Depois de um tempo com o caderninho, você começa abrir o mesmo por mais vezes e ele começa a fazer parte da sua rotina. Você leva-o para todo canto, e agora, ele se abre sozinho em qualquer lugar. O caderninho te faz sentir sozinha mesmo que você esteja em uma arena lotada. Te torna uma uma incógnita dentro do seu próprio 'EU', você não se conhece tão bem como antes. Ele tem um poder estranho, faz com que você seja incapaz de distinguir o que te afeta, o que te deixa triste. Você não está triste. Você não sabe o que é tristeza nesse momento, você simplesmente não sente nada, e isso dói mais que um soco no estômago. O caderninho é tão chamativo agora, ele te distrai, você não consegue prestar atenção em mais nada que não seja ele, você pensa apenas nele.
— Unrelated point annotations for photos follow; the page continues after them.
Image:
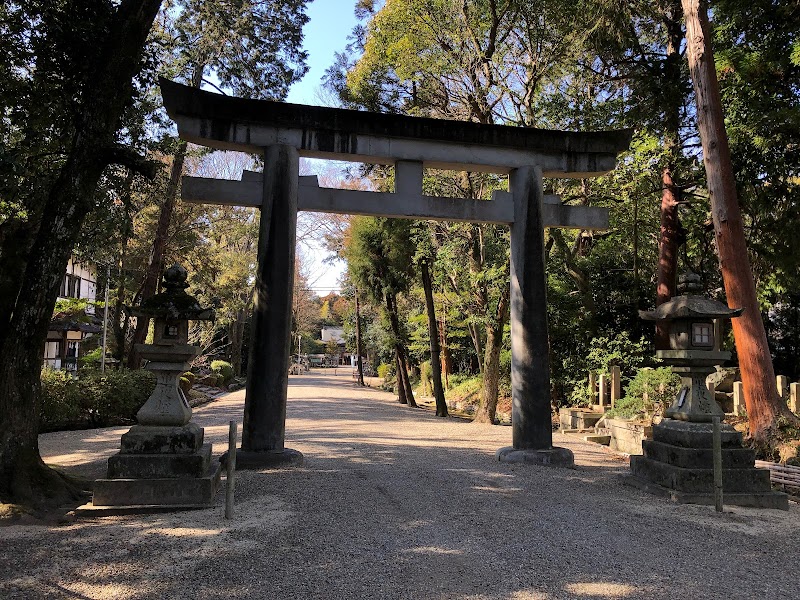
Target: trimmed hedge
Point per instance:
(223, 368)
(93, 399)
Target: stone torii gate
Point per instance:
(282, 133)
Você quer parar de pensar. Não consegue. O caderninho te tira o sono ou as vezes te dá muito sono, ele te faz entrar nos extremos, porque aparentemente, o caderninho não quer que você pare de escrever nele, ele é egoísta, tem vida própria. O pior é que agora, todas as letras escritas nele, que antes até pareciam legíveis, estão borradas. Nesse momento você até desaprendeu a escrever sobre o que possívelmente faz a névoa aparecer. Não existe nada que te coloque para baixo agora. Não existe briga, crítica, nem ao menos o fato de que as pessoas estão se afastando de você. Nada te afeta mais. O seu corpo agora esta anestesiado, você não consegue saber se isso é bom ou ruim pois você simplesmente não sente.
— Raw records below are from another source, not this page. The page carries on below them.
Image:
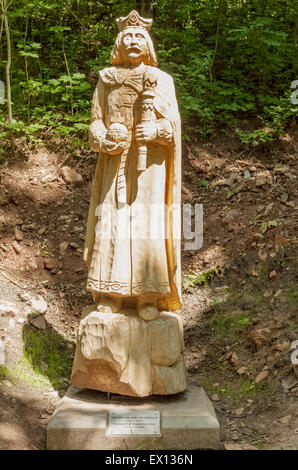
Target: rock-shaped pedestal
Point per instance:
(121, 353)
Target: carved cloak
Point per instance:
(165, 105)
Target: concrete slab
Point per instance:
(188, 421)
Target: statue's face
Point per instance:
(134, 45)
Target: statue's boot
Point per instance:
(109, 304)
(147, 311)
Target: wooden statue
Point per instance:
(132, 343)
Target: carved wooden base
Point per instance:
(121, 353)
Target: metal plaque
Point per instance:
(133, 423)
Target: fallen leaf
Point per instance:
(262, 375)
(280, 240)
(272, 274)
(259, 337)
(281, 346)
(241, 370)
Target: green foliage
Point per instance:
(48, 354)
(229, 324)
(193, 279)
(229, 60)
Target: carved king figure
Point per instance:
(131, 343)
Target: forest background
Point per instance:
(233, 62)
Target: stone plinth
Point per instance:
(188, 421)
(123, 354)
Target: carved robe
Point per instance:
(132, 244)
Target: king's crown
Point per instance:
(133, 20)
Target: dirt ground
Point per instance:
(240, 297)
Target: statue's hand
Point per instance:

Você não percebeu quando "ganhou" o caderninho, mas ele veio com um brinde, uma caixa de lápis. Uma caixa de lápis parece ser boa para enfeita-lo, assim você não vai precisar deixar páginas em branco ou escrever coisas que não entende. O problema é que, essa caixa de lápis é diferente. Existe algo sobre ela que não te deixa pintar dentro das linhas. Todos os lápis rabiscam junto, ao mesmo tempo, tudo fica uma confusão. Aparentemente, todos os sentimentos que a névoa escondeu foram libertados pela caixa de lápis, agora eles estão descontrolados e sem rumo. Todos os sentimentos antes ocultados agora são liberados de uma vez só nas suas folhas de pensamento. Dessa vez você sente. Você sente tudo. Você treme, chora, gargalha. Você não sabe o motivo pra estar assim. Você só queria que a caixa de lápis pintasse direito, mas os lápis fazem tanta força em suas folhas, você sente como se a qualquer minuto elas pudessem rasgar. Você grita por ajuda, mas não consegue falar. Até que tudo para, os lápis voltam para caixa. O silêncio apático depois do choro parece ser mais confortável.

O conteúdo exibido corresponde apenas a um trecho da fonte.